Later that night, I wrote in my journal.
I think God is trying to show me something. I can't think of a time when my heart has been so free of any thoughts or speculations or prospects in mind. I really believe He is bringing me to a place of a truly deeper relationship and dependence on Him and Him alone. I should not have my eyes on any, any person other than Christ. And I see Him pulling away the distractions that have held me back for quite a while. I so desperately long to be wholly and completely devoted to Him in every way. And I truly, sincerely mean that. there are so many things changing in my heart and life-I wish I could eloquently record them all here, but I know I can't.
And there are some issues of the heart which can never be put into words. Such is the state of my heart tonight.
The week before Bethany's visit, some friends of ours had given a young Marine a ride to church. Apparently he had served with the father from this family at a church when he was in Japan and upon his arrival to California, called and asked for a ride. Churches near military bases are full of people who knew each other at previous duty stations, at this Marine was no exception. He knew a few of our other friends and I soon heard that he even been at our church a few years before. Being that we had only been attending for a few years ourselves, I wasn't surprised that I didn't remember him.. although before I met him that morning I had thought he looked rather familiar.
It is not unusual at all for young Marines to come to our church, but whether or not they continue to come is often another story. Many families have a heart for these young guys and try to make them feel welcome with hopes of encouraging them to stay. As was customary, he was invited to stay and fellowship with the families who spent the afternoon at church and have lunch with everyone. Although my family lived right in town, most of our good friends didn't, so I had stayed at church that Sunday with a family who had two daughters my age.
We had filled our afternoon with games, music and singing and were all standing in the foyer at church talking when we heard the soft notes of Palchelbel's Canon in D being played on a guitar. It was John, that new Marine.
"You know that song on the guitar?" We were all pretty impressed. After all, doesn't every girl know that as the perfect song for their wedding processional?
Apparently he didn't have any idea of the significance of such a song. "Uh, yeah, I do."
We all listened while he finished, then I asked what else he knew. I had just learned to play Canon on the piano and loved classical music, and he had just started turning his guitar skills in the classical direction, so we compared songs and quickly realized that we both shared a strong love of all things music.

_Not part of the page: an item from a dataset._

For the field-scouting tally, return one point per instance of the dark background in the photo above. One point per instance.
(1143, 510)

The afternoon progressed and so did our conversation. We talked about his home in Colorado, his time in the Marine Corps, my piano students, Christian colleges we both had looked into. He was talking about high school and mentioned that he had graduated in 1998.
I thought for a second. "That would make you.?"
"Twenty-three." A brief pause. "And you are.?"
"Turning seventeen next week."
I laughed at his surprise, although I was a bit used to it. People had been thinking me much older than I was for as long as I could remember. Inwardly, I smiled to myself. Good. A nice age difference there. no need to worry about any interest on his part. I enjoyed talking to him, and for the first time in a long time, actually felt that I could have a brother/sister relationship with this John without any flirtatiousness or concern of anything more developing.